Three weeks ago, I began what I thought would be just a break from my Minimed pump / CGM combo. I was constantly getting frustrated with CGM sensors not lasting the full 6 days (usually only about 4 days) and knowing that my records were going to be all messed up. I have to hand it to Medtronic though, they stuck it out with me the entire time and without hassle replaced boxes of sensors and even my serter. But with all of the trying and trying and trying, I just couldn’t get them to work. So, I wanted to take a break. Being overwhelmed with that and just everything else, I just didn’t feel like I could troubleshoot anymore. Now, I’m not saying their product isn’t good, because I know a LOT of people who use it and have had a lot of success too, but I’ve learned one thing – there is a lot of truth in the fact that not every device “fits” everyone, and no, they don’t all work the same. Thus, my theory that everyone should get to “date” pump systems before locking in needs to be a must. And I don’t mean just over the weekend. I mean like, for a whole month or two.  I just think with all the scar tissue I have and the sensitivity to the tape the Enlite has, it’s just not worth trying to make it work right now. So yes, in essence, it’s me, not them.

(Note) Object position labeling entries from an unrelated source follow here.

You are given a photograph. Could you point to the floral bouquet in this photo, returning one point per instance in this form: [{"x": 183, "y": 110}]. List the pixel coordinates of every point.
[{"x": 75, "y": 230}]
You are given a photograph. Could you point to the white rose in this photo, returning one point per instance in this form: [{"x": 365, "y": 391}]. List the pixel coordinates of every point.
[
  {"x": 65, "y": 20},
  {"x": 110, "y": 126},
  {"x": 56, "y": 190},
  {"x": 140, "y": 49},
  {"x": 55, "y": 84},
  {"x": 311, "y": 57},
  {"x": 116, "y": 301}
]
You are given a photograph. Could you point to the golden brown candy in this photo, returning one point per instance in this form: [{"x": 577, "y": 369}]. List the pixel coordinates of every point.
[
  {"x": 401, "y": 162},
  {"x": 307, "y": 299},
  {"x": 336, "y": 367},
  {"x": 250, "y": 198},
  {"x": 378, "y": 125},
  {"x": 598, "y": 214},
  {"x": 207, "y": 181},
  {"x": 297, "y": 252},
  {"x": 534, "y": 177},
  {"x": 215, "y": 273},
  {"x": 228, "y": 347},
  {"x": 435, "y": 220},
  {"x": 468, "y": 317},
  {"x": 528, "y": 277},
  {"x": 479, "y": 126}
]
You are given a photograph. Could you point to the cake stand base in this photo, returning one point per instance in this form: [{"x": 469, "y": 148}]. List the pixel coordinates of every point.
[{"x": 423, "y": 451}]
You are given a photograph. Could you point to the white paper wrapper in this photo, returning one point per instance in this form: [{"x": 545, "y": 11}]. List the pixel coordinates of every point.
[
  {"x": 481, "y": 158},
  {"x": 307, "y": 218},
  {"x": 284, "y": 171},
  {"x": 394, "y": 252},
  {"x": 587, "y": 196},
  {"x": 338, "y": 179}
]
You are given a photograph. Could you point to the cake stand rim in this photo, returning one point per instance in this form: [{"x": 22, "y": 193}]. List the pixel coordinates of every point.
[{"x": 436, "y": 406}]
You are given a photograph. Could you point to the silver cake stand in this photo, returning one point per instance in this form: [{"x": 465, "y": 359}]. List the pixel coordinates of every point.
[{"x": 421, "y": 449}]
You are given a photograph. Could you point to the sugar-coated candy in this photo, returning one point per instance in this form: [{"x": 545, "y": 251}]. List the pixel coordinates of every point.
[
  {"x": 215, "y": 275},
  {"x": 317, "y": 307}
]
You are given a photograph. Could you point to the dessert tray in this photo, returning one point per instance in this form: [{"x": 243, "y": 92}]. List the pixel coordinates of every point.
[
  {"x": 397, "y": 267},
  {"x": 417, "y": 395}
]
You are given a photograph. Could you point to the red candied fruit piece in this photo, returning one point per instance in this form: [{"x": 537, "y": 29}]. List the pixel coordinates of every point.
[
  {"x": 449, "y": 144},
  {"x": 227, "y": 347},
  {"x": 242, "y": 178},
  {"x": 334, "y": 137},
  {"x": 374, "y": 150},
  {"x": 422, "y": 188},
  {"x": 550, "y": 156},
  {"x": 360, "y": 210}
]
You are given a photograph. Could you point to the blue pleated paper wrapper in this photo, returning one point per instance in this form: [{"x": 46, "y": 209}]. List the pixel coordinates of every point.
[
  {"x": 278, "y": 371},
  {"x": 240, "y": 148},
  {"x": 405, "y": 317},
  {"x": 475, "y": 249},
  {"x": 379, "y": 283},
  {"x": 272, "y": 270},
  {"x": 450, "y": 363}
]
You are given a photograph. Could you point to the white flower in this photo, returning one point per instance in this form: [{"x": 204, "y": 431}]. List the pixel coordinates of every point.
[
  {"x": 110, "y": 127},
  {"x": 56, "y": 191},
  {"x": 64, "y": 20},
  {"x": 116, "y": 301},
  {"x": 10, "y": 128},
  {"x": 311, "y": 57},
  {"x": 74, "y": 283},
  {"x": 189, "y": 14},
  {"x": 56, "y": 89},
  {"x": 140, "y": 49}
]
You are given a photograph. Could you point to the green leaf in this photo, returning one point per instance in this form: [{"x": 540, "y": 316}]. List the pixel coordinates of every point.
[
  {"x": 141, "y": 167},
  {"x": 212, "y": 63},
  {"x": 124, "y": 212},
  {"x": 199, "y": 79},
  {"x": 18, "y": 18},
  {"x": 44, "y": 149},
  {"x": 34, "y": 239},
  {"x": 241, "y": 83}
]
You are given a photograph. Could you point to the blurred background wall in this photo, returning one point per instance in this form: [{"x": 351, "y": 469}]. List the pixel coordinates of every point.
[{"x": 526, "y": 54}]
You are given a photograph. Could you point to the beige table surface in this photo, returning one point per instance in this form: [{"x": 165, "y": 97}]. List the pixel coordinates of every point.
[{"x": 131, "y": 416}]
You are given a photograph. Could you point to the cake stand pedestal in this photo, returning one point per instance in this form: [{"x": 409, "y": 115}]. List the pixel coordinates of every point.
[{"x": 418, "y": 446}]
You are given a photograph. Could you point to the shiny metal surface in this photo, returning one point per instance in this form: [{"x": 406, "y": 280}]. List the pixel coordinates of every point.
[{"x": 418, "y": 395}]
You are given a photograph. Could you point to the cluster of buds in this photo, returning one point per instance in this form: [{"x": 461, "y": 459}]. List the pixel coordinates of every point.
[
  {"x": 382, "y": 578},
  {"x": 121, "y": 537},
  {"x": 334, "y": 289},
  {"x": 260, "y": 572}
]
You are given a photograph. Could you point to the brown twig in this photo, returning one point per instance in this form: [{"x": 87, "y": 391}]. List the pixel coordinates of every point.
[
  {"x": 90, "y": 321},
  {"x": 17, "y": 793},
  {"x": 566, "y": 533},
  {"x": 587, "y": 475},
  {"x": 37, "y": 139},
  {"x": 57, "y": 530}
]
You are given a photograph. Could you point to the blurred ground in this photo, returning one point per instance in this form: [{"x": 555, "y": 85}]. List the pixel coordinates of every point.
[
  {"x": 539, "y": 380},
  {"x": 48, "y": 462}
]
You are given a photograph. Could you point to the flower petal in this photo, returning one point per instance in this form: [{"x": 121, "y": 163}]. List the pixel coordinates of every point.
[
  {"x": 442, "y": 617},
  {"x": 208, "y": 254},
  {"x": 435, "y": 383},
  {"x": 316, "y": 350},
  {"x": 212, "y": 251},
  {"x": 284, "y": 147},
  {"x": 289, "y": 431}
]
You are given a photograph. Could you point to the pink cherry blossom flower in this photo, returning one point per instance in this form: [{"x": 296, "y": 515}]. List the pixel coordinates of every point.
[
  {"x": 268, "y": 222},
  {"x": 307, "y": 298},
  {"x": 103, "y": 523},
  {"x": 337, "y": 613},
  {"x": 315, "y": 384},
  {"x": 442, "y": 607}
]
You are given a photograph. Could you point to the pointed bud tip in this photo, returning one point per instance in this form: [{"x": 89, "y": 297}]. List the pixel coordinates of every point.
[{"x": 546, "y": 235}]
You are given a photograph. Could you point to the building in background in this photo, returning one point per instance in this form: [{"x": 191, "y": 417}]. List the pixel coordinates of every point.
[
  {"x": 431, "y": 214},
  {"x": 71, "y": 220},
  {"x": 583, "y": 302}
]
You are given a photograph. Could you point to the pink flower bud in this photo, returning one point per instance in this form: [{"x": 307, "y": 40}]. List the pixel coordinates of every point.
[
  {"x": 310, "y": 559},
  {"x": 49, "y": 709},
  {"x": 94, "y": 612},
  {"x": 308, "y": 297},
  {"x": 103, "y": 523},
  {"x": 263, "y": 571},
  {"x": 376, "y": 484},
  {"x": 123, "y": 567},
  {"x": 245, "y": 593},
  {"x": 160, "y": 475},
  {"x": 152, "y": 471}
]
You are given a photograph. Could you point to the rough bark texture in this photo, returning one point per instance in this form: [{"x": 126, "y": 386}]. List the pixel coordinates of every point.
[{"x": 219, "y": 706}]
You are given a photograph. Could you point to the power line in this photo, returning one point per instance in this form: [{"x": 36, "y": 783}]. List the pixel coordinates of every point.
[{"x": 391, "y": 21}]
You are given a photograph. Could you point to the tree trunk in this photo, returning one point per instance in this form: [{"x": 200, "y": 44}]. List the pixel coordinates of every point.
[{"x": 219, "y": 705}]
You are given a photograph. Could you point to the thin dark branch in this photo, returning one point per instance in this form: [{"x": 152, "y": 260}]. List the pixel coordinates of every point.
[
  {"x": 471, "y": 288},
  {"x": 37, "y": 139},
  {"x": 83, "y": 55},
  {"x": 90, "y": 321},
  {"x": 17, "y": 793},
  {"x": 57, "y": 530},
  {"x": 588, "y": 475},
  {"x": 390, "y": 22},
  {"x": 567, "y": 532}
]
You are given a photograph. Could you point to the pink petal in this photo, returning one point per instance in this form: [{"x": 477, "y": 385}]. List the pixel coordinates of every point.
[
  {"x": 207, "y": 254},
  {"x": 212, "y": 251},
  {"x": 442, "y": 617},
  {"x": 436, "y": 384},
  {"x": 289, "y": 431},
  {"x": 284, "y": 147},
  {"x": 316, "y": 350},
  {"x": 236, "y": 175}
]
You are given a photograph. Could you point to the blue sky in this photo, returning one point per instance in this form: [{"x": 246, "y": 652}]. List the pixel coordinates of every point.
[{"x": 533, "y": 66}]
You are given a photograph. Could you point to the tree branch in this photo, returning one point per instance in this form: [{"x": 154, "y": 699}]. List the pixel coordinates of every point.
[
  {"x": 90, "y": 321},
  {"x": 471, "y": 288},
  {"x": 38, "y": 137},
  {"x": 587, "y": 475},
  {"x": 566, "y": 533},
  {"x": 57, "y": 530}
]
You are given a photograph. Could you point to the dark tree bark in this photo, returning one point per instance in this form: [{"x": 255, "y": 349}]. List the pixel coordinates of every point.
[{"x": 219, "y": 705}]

When I got frustrated, I switched back to using my Dexcom. Granted, it’s a pain in the butt to keep up with, but for me? The accuracy over the duration of wear time is much better. It wasn’t until everything happened with my eye that I realized just how important it was. I’m not saying it is super accurate, but I’ve been able to depend on it more than the pump CGM, and right now that matters a heck of a lot more than whether it’s integrated or not. Plus, I have no tape rashes or burns from the Dexcom, so that’s a huge plus for me.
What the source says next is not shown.